Like sexual exploitation of African slaves, in 1965, Calvin C. Hernton wrote Sex and Racism in America, where he describes white women’s sexual attraction to black men as an “honest curiosity, infatuation.” He says she’s “simply fascinated by his ‘black mystique’ (his mystery lends a measure of intrigue to his person), she may find the Negro ‘exciting’ due to his being seen as ‘exotic.’”
Hernton explains that this implicit racism is so deeply embedded in our society that one may not even recognize it as “racism,” but rather an attraction. The attraction, he argues, is rooted in the slavery-era taboo of interracial relationships. This includes stereotypes of the race, that state “‘black’ seems to be the summit of masculinity—it takes blackness to bring out the ‘femininity’ in otherwise frigid or near-frigid white women.”

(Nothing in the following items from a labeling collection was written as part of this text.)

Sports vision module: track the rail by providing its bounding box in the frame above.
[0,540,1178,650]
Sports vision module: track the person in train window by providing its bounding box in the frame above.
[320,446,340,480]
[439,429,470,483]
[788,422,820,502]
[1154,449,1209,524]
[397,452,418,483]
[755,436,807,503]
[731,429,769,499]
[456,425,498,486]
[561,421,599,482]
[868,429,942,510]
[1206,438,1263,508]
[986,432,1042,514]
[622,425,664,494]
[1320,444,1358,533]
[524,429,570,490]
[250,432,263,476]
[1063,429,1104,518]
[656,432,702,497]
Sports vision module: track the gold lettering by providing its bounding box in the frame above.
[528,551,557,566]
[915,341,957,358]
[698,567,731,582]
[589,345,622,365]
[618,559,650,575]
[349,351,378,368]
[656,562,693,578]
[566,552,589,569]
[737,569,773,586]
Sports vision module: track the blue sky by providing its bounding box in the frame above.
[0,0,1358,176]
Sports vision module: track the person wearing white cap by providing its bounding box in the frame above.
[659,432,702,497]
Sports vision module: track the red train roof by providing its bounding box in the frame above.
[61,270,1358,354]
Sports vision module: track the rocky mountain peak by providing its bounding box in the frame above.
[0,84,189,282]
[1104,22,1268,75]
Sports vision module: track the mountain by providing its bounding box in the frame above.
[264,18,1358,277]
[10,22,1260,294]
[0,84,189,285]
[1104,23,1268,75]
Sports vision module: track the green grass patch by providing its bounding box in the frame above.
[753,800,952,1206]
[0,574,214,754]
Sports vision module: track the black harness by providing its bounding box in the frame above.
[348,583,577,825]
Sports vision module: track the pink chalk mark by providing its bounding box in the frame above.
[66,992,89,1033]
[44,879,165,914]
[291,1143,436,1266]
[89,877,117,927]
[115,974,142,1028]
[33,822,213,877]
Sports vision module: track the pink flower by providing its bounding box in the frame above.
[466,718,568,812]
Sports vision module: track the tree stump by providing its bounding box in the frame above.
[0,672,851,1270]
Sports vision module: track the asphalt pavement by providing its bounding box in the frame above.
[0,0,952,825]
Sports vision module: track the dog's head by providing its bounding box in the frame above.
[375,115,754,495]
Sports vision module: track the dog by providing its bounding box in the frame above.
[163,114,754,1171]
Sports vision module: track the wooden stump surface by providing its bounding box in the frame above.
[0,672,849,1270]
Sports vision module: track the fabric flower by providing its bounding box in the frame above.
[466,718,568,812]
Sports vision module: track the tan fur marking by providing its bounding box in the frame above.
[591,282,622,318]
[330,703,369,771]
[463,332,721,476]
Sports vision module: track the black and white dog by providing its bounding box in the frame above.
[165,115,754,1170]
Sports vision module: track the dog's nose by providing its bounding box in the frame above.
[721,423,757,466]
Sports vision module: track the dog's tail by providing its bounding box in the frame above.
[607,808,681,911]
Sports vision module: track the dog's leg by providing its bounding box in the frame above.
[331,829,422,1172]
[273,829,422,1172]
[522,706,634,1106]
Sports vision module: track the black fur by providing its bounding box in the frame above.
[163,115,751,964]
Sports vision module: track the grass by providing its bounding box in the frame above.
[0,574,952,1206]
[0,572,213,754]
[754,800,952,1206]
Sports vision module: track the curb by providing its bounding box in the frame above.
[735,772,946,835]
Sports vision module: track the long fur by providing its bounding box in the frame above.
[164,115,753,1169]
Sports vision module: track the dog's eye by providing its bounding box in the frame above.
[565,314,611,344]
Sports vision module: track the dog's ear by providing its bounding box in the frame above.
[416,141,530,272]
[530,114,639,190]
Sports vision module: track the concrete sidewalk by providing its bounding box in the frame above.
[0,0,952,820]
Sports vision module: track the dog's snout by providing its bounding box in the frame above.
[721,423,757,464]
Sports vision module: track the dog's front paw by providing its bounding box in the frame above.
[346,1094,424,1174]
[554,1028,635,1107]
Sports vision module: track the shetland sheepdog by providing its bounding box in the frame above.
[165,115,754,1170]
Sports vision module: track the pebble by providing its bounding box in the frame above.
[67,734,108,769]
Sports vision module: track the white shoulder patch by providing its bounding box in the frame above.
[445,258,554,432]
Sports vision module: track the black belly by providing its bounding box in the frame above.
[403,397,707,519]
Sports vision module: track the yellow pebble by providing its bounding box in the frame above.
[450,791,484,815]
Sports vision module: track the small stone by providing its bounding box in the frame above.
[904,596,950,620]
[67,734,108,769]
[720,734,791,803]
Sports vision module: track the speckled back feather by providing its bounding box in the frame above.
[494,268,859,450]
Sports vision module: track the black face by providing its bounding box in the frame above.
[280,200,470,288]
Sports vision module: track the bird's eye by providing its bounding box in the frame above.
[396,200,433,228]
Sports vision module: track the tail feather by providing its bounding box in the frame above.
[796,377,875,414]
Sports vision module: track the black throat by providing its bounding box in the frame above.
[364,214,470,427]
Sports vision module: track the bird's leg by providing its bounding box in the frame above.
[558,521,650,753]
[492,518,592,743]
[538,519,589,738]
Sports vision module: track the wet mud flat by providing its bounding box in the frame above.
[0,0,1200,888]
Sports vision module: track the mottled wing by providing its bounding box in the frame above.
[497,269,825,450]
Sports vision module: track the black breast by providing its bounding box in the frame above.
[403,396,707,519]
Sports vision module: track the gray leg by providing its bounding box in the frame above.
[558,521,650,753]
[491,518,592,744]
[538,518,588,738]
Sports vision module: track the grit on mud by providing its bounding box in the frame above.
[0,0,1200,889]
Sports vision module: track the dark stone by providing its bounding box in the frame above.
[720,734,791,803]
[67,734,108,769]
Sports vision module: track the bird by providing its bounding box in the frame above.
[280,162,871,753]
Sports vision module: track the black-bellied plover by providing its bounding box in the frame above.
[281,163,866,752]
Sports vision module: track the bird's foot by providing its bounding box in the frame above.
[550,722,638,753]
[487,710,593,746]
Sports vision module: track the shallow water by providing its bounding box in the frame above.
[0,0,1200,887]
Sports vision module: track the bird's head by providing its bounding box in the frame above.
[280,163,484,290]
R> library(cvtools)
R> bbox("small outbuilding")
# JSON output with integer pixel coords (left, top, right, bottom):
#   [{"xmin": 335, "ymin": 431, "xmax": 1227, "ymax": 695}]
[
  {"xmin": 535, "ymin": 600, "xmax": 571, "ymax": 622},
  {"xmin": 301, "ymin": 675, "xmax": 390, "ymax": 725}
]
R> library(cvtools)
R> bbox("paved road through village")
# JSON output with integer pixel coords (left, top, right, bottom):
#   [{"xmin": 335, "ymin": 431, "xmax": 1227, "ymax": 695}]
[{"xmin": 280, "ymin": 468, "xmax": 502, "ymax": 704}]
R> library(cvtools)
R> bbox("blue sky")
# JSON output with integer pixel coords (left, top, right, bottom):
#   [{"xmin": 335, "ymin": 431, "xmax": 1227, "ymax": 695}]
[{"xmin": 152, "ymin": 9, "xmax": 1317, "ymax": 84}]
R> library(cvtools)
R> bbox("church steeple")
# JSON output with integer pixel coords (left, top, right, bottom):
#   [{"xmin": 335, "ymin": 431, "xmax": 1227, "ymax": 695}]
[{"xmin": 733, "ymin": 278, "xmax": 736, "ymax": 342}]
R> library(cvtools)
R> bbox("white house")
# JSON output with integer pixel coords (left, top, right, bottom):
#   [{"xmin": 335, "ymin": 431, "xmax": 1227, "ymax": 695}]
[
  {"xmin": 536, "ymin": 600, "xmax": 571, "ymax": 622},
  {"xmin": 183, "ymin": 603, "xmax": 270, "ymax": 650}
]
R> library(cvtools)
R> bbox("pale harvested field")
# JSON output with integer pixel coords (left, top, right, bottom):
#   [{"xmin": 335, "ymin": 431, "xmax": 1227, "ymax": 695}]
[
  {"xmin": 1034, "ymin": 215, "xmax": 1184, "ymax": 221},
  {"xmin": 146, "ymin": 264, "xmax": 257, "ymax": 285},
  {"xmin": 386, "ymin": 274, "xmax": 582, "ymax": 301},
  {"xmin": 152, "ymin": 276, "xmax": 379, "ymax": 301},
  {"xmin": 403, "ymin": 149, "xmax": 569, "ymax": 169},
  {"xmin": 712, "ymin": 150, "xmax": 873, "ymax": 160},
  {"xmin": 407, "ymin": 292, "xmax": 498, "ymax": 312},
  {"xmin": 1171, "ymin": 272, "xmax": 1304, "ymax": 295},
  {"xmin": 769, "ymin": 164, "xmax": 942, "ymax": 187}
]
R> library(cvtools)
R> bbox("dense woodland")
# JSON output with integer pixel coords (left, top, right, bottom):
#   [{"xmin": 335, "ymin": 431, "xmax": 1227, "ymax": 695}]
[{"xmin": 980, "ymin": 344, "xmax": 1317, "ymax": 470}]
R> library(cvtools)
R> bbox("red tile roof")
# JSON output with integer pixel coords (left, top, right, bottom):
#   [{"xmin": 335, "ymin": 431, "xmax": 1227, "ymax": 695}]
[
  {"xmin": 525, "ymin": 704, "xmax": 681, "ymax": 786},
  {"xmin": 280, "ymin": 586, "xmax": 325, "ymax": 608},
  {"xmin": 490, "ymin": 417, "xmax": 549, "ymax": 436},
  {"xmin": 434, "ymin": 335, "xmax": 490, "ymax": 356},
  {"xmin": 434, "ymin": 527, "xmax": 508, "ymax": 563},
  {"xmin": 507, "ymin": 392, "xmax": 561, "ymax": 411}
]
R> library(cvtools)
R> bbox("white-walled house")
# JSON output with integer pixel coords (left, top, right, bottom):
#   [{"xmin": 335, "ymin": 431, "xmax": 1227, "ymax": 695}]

Danielle Evans, a literature professor at American University who specializes in anthropology and African American studies, countered that the act of racism is not always black and white. “I think it’s really dangerous that we often think that only bad people are racist, or that it’s only racism when the person committing the offense intended to hurt somebody,” she said.
Mariel Kirschen, Deputy Director of AU’s Women’s Initiative, looked at the issue from a different perspective. “A lot of people think this is only offensive to women, you think of things like guys having ‘yellow fever,’ but it happens to guys, too,” she said. “Our society says that men shouldn’t be offended by things like this, because it’s something that makes them more attractive to the opposite sex, but really, you don’t want to be attractive by your ethnicity. You’re making further racial divisions, and it just reinforces stereotypes.”
Kirschen continued, “My friends have a bucket-list of things they want to do before they graduate, since we’re all seniors, and on that is stuff like have sex in a bathroom, etc. but some of them things like ‘hook-up with a Blasian [bi-racial, black and Asian],’ and by doing this it A) singles them out by their race, B) it objectifies them and C) it sexualizes that race.”
Race is so casual to our generation that saying something like “You’re my first Asian” is taken lightly, even as a joke.
Interracial relationships have different social implications than the “bucket-list” type of desire because this type of experience is purely sexual. It is something that a person only wants to experience as a sexual experiment.
Evans also mentioned the role stereotypes play in this mentality. She believes even a positive stereotype is inherently racist. “A stereotype is inherently reductive, so no, it can’t ultimately be positive. There might be things that you appreciate about a person, once you’ve gotten to know them, that were shaped or influenced by their racial or ethnic background,” she said. “But you have to get to know the person, and get to understand their particular experience of race, before you can know those things.”
Conquest should be defined as an act in which an effort to pursue a potential “hook-up” based on the illusion that someone of another race is some exotic, mystical or more sexual creature. In the words of Suheir Hammad, a famous spoken-word artist, “don’t seduce yourself / with my ‘other-ness’ my hair / wasn’t placed on my head / to entice you into some sort of mysterious, black voodoo… don’t build around me your fetish / fantasy.”
The fetish fantasty insults the person who is being stereotyped as a hook-up, but not actually to date. Consider those women who would be bought for their exoticism—the similarity between the assumption of Thai eroticism and hearing someone say that they have always wanted to have sex with a black man is striking.
“Stereotyping is a way of erasing complexity, and also of assuming that you have the authority to make up a person’s story instead of allowing them the agency to tell it,” said Evans.